SAS stores dates as days since 1960-01-01 and datetimes as seconds since 1960-01-01:

# Without coercion (raw numeric values)
df, meta = read_sas("data.sas7bdat", coerce_temporals=False)
print(df["date_var"])  # 21915.0

# With coercion (Python dates)
df, meta = read_sas("data.sas7bdat", coerce_temporals=True)
print(df["date_var"])  # 2020-01-15

Format codes determine conversion:

DATE, MMDDYY, YYMMDD → pl.Date
DATETIME, DATETIME20 → pl.Datetime
TIME → pl.Duration

XPT Version Comparison

Feature	XPT v5	XPT v8
Variable name length	8 chars	32 chars
String length	200 chars	Unlimited
Character encoding	ASCII	UTF-8
SAS compatibility	SAS 6+	SAS 8+
FDA acceptance	✅	✅

Recommendation: Use version 8 unless you need compatibility with very old SAS installations.

Data Type Conversions

Reading (SAS → Python)

SAS Type	Polars Type	Notes
Numeric	Float64	All SAS numeric → Float64
Character	Utf8	String data
Date	Float64 or Date	Use `coerce_temporals=True`
Datetime	Float64 or Datetime	Use `coerce_temporals=True`

Writing (Python → XPT)

Polars Type	XPT Type	Notes
Int8–Int64, UInt8–UInt64	Numeric (double)	All integers → double
Float32, Float64	Numeric (double)
Boolean	Numeric (double)	True=1, False=0
Utf8	Character
Date, Datetime	Numeric (double)	Days/seconds since 1960

FDA Submissions and CDISC

Creating CDISC-Compliant XPT Files

df_adsl = pl.DataFrame({
    "STUDYID": ["STUDY001"] * 100,
    "USUBJID": [f"001-{i:03d}" for i in range(1, 101)],
    "SUBJID": [f"{i:03d}" for i in range(1, 101)],
    "AGE": pl.Series([25 + i % 50 for i in range(100)], dtype=pl.Float64),
    "SEX": ["M", "F"] * 50,
    "ARM": ["PLACEBO", "TREATMENT"] * 50
})

write_xpt(
    df_adsl,
    "adsl.xpt",
    version=8,
    name="ADSL",
    label="Subject-Level Analysis Dataset"
)

CDISC Validation Helper

def validate_cdisc_xpt(df: pl.DataFrame, dataset_name: str) -> list[str]:
    """Validate DataFrame meets CDISC/FDA requirements."""
    issues = []

    # Required SDTM variables
    required = ["STUDYID", "USUBJID"]
    missing = [v for v in required if v not in df.columns]
    if missing:
        issues.append(f"Missing required: {', '.join(missing)}")

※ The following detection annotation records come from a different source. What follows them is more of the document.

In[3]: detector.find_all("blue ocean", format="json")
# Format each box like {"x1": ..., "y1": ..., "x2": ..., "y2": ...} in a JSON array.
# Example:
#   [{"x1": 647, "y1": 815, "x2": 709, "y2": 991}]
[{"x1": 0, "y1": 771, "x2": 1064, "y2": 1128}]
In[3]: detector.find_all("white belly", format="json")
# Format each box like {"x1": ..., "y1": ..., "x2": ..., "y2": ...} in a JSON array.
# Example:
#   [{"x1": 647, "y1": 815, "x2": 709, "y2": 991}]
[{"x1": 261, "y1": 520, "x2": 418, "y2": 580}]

    # Variable name length (max 8 for CDISC)
    long_names = [c for c in df.columns if len(c) > 8]
    if long_names:
        issues.append(f"Names > 8 chars: {', '.join(long_names)}")

    # Dataset name length
    if len(dataset_name) > 8:
        issues.append(f"Dataset name '{dataset_name}' > 8 chars")

    return issues

issues = validate_cdisc_xpt(df_adsl, "ADSL")
if not issues:
    print("✅ CDISC-compliant")

Common Patterns

Converting SAS to Other Formats

df, meta = read_sas("data.sas7bdat", catalog_path="formats.sas7bcat")

# To CSV
df.write_csv("data.csv")

# To Parquet (preserves types)
df.write_parquet("data.parquet")

# To Stata
from svy_io.stata import write_dta
write_dta(df, "data.dta")

Preserving Metadata

from svy_io.sas import read_sas, write_xpt, get_column_labels

df, meta = read_sas("input.sas7bdat", catalog_path="formats.sas7bcat")

# Transform
df_filtered = df.filter(pl.col("valid") == 1)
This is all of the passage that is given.